Primo Follow up. Consultare il precedente articolo (sul mio blog personale, che solo incidentamente parla di posizionamento sui motori di ricerca) http://www.beingstuart.com/engines/seo-co-citation-tre-esperimenti-day-zero-finalita-e-ingredienti.html per farsi un’idea di come passo il mio tempo libero.

Di seguito gli step della prima fase dell’esperimento (senza la quale ogni successivo test non può aver luogo)

  1. Registrazione Domini;
  2. Creazione dei siti internet associati ai domini;
  3. Link building.

Registrazione Domini

Dominio #1

Il primo dominio è composto da nome e cognome assolutamente fittizi; il cognome non contiene casualmente un possibile termine di ricerca. Non è una cosa tipo Mario Gioielli oppure Franco Prestiti. E’ un cognome normalissimo.

Dominio #2

 

Il secondo dominio è un brand fittizio. Anch’esso non è keyword rich. Anzi,  a dirla tutta,  è perfettamente nonsense.

Entrambi i domini (e il terzo, quando mi sarà venuto in mente un nome dominio) sono stati registrati per 2 anni, e sono ospitati su server diversi. La privacy del dominio è stata una scelta obbligata.

Che cosa è un “BRAND”, per Google.

Il brand, per i comuni mortali e gli esseri senzienti, è il marchio, un nome unico cui ricondurre un determinato prodotto o servizio. Vettore di riconoscimento sociale, simbolo di adesione ad un gruppo, associato o meno ad un logo. Un termine che racchiuda in sé significante e significato e che identifichi un soggetto senza ombra di dubbio. Un solo Gucci, un solo Armani, una sola Nike.

Un motore di ricerca come Google, le cui capacità cognitive sono sempre più prossime a quelle umane (per questo motivo spesso superiori) soffre comunque di alcuni limiti fisiologici, come ad esempio il potersi attenere solo a: link, informazioni testuali, ricerche degli utenti e, forse -ma lo scopriremo, presto o tardi- le citazioni. Per Google, quindi, il concetto di brand è molto più formale e legato a fattori oggettivi che non a concetti astratti ed emozionali.

Volendo ipotizzare una definizione, un brand è un termine, singolo o multiplo (o una stringa di testo) sicuramente associata ad un determinato indirizzo web.

Uno dei primi approcci algoritmici alla problematica del riconoscimento di un brand fu con l’update algoritmico “Vince“, del 2009, un aggiornamento il cui focus principale fu quello di rendere più semplici le ricerche di tipo navigazionale degli utenti. Cerchi “NOKIA” su Google? Google ti presenta, come primo risultato il sito ufficiale. Dopo, tutto il resto. Eventualmente.

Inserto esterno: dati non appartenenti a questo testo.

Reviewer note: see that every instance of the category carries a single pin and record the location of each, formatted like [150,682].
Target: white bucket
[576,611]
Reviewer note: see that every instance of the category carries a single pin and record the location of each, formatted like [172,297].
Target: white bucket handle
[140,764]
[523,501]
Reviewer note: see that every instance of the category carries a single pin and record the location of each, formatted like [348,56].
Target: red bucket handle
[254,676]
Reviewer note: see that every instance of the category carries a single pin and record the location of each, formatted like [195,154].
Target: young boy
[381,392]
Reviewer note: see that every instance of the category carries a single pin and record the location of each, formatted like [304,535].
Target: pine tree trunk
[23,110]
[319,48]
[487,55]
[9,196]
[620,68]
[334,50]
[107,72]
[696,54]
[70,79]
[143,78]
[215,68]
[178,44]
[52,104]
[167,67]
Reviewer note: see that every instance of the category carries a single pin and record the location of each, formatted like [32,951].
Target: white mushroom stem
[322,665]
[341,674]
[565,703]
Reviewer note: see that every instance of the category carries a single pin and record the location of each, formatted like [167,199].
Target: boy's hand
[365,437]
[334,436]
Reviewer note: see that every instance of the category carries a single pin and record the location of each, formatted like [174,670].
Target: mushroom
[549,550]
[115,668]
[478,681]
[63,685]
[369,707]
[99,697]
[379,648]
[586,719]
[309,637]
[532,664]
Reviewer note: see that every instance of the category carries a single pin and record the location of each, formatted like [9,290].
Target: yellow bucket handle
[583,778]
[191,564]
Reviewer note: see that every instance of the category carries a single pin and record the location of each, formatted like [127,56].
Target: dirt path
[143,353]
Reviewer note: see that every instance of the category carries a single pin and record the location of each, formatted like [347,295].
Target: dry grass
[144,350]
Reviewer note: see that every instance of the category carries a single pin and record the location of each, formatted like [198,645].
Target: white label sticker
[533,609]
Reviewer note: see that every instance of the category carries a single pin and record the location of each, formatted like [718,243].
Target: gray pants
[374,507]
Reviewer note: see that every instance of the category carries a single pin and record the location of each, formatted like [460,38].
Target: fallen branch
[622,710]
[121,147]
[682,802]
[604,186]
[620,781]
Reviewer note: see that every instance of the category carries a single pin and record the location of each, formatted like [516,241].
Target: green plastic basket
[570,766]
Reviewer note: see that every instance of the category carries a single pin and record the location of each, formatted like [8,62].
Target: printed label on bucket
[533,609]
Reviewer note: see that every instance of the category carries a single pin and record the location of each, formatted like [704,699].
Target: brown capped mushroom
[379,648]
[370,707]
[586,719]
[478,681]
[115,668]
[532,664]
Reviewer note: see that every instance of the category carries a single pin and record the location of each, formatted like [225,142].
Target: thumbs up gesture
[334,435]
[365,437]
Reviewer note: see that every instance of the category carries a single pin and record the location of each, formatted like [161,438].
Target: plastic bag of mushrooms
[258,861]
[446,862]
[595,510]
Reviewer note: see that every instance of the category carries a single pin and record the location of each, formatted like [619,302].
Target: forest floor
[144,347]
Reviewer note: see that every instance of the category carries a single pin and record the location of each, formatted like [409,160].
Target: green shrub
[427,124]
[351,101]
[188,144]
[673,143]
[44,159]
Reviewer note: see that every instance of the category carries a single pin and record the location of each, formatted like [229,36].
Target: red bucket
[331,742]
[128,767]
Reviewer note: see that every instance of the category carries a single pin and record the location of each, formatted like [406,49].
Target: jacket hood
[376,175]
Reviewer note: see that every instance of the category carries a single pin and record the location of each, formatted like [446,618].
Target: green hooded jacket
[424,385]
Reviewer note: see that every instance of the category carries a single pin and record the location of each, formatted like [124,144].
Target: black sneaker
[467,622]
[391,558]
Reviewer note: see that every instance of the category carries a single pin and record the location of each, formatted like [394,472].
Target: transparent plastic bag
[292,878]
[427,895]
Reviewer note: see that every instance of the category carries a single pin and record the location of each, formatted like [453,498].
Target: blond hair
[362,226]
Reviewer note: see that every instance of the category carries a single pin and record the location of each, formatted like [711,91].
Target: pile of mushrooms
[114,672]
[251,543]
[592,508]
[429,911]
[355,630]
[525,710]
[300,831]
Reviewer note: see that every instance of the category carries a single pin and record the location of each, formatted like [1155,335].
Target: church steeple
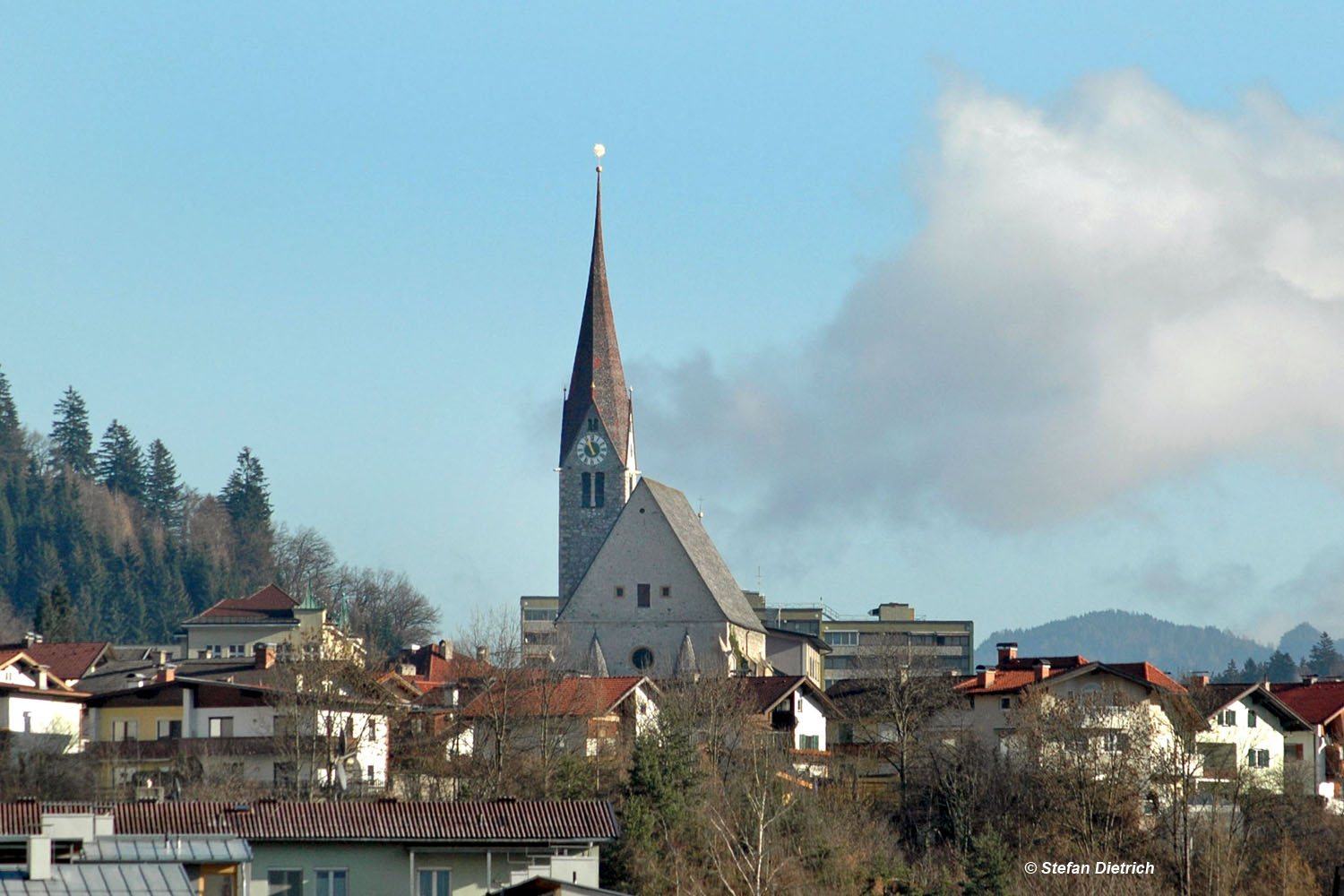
[597,379]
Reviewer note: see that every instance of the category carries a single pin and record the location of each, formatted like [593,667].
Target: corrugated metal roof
[168,849]
[96,879]
[569,820]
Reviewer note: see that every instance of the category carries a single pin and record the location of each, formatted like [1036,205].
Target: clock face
[591,449]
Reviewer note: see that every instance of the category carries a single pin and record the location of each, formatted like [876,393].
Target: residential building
[211,721]
[66,659]
[1322,705]
[37,707]
[890,637]
[78,852]
[578,715]
[382,848]
[1113,702]
[234,626]
[1252,735]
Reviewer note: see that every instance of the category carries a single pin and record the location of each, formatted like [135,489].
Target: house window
[284,882]
[435,882]
[331,882]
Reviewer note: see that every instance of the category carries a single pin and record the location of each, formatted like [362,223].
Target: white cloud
[1107,292]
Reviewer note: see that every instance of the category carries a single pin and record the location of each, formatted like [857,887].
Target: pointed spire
[597,379]
[685,659]
[596,662]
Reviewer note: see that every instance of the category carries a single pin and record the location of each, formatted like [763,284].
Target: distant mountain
[1116,635]
[1298,642]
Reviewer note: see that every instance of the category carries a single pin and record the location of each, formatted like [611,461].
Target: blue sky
[1005,311]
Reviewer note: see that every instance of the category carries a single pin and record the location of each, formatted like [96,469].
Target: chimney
[39,857]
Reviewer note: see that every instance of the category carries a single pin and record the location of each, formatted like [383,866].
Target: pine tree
[56,616]
[163,489]
[247,503]
[1324,659]
[72,443]
[245,495]
[120,465]
[11,433]
[988,869]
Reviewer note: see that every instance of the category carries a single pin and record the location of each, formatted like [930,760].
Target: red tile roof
[1317,702]
[574,696]
[1021,673]
[67,659]
[268,605]
[569,820]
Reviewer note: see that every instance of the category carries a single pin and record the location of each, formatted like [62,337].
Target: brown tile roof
[516,821]
[1317,702]
[573,696]
[69,659]
[268,605]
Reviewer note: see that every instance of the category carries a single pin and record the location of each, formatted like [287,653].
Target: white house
[37,705]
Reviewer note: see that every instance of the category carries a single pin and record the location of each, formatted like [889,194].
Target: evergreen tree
[247,503]
[1324,659]
[245,495]
[120,465]
[988,869]
[163,489]
[72,443]
[11,433]
[56,618]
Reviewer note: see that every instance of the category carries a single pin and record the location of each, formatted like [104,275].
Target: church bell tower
[597,430]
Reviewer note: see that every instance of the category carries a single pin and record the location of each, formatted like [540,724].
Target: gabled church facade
[642,587]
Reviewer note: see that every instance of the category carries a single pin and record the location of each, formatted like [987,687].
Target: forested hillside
[105,541]
[1117,635]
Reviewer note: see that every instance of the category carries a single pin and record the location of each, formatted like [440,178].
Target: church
[642,587]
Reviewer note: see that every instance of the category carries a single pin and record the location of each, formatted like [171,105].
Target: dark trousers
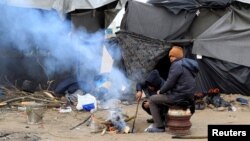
[158,104]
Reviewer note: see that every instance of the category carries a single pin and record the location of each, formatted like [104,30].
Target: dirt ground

Segnali che Google interpreta come possibili indicatori di un brand

Onpage

  1. Presenza del termine nel title tag di tutte (o la maggior parte) del sito
  2. Presenza del termine in aree tradizionalmente deputate ai copyright notice (footer, privacy policy …)
  3. Presenza del termine nei link interni al sito
  4. Presenza del termine in aree e porzioni di codice deputate all’inserimento del brand (es: ALT del logo)

Offpage

  1. Inbound link (ovviamente)
  2. Immagine “social” coordinata (pagina Facebook, G+, Twitter…)
  3. Co-Citazioni ? (forse, lo scopriremo)

Comprendere al meglio il concetto di brand, associato alla popolarità del sito, è diventato vitale nel post-penguin. I webmaster che negli anni hanno abbinato azioni di branding alle classiche strategie di link building non hanno subìto alcuna penalizzazione o drop a seguito dell’update dell’estate 2012, anzi. Coloro invece che hanno puntato tutto sulla “keyword popularity” invece si sono dovuti rassegnare a buttare nel cesso anni e anni di lavoro (e soldi).